IDEA: Unicode characters database representation.

Index > Projects and Ideas > IDEA: Unicode characters database representation.

Goto page Previous 1, 2

Author

Thread

cod3b453

Joined: 25 Aug 2004
Posts: 618

cod3b453 25 Feb 2013, 22:02

cod3b453 wrote:

...
JohnFound wrote:

3. How these ranges structures will be created from the file UnicodeData.txt?
To be honest, either some complicated app/script or manually...

Actually having thought about this a little more it should be possible to extract pairs of upper/lower in the list and then merge consecutive groups to form the tables:

grep "UPPER\|LOWER"
match 'a UPPER x' to 'b LOWER x' to form a <-> b pairs for character x
merge
EDIT: "while pairs have same difference and increment increment current set limit"

Last edited by cod3b453 on 04 Mar 2013, 22:31; edited 1 time in total

25 Feb 2013, 22:02

Madis731

Joined: 25 Sep 2003
Posts: 2138
Location: Estonia

Madis731 28 Feb 2013, 12:00

I'm going off-topic here, but I have thought about unicode many times. My problem was not the decoding but representation. http://www.fileformat.info/info/unicode/char/0040/commercial_at.svg
Sometimes glyphs take more than a KB in SVG.
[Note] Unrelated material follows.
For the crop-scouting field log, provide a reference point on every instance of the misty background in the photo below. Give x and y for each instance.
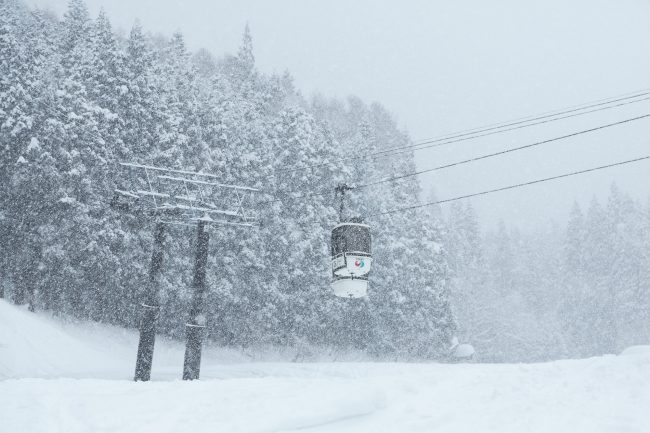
(442, 67)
On topic: isn't the easiest way to remap unicode characters (in database) like in ASCII where you add/subtract 20h? If there are more letters just use another bit to flip between case. Other characters just after the table.

28 Feb 2013, 12:00

cod3b453

Joined: 25 Aug 2004
Posts: 618

cod3b453 28 Feb 2013, 23:11

Madis731 wrote:

...
On topic: isn't the easiest way to remap unicode characters (in database) like in ASCII where you add/subtract 20h? If there are more letters just use another bit to flip between case. Other characters just after the table.

Yes but unfortunately it's only that simple for ASCII. Some are interleaved 1 and 1 or in blocks like 6 and 6 (see latin/cyrillic/greek groups). On top of this they're not all aligned but addition is no worse than xor and works the same.

28 Feb 2013, 23:11

shoorick

Joined: 25 Feb 2005
Posts: 1614
Location: Ukraine

shoorick 01 Mar 2013, 06:55

JohnFound wrote:

For example, the Chinese hieroglyphs have no case, so they will not be placed in the tables.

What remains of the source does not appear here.